O porta-voz do EMGFA admitiu, contudo, que nas conversações bilaterais "podem ser identificadas atividades" relacionadas com o "desenvolvimento de competências técnico-tácticas" dos militares da RCA, bem como do seu "treino avançado, formação de formadores ou na área das informações".
Com o atual contingente das FA na RCA, cujos 185 militares partiram em março e regressam em setembro, Portugal já empenhou cerca de um milhar de efetivos naquele país africano, tanto na missão operacional da ONU como na de treino da UE (EUTM/RCA, sigla em inglês).
A Missão Multidimensional Integrada das Nações Unidas para a Estabilização da República Centro-Africana (MINUSCA) iniciou-se em 2014 e Portugal entrou no início de 2017, substituindo um contingente da França e atuando como força de reserva do comandante operacional da ONU em todo o território.
Com cada contingente do Exército a estar seis meses no terreno, nos quais se integram controladores aéreos táticos da Força Aérea, os primeiros dois e o último tiveram por base o Regimento de Comandos.
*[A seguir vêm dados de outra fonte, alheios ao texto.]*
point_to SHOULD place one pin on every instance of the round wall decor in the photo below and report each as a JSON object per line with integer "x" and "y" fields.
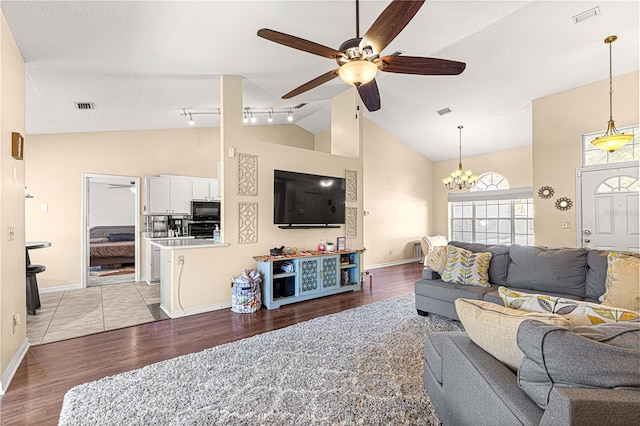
{"x": 564, "y": 203}
{"x": 546, "y": 192}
Os dois anteriores eram de paraquedistas - como o próximo, oriundo do Regimento de Infantaria de Tomar (RI15).
O recurso aos paraquedistas tornou-se necessário devido à falta de efetivos no Regimento de Comandos, que é atualmente de 280 militares no conjunto das três categorias: 41 oficiais, 76 sargentos e 163 praças, segundo dados do Exército.
Os Comandos - que há precisamente um mês (29 de junho) celebraram o seu aniversário - são forças especiais do Exército criadas em 1962 e na sequência do rebentar da guerra colonial, em Angola. No total, esse ramo formou um total de 18 356 militares com essa especialidade - cuja recruta foi alvo de forte polémica nas últimas décadas, devido à morte de instruendos numa prova inicial de resistência física e com reduzido consumo de água.
Essa polémica foi uma das principais causas que levaram à extinção do Regimento de Comandos em 1993. Reativado em 2002, regressaram as mortes de instruendos, que em setembro de 2016 levaram a suspender o recém-iniciado curso e a rever de alto a baixo todos os referenciais dessa formação.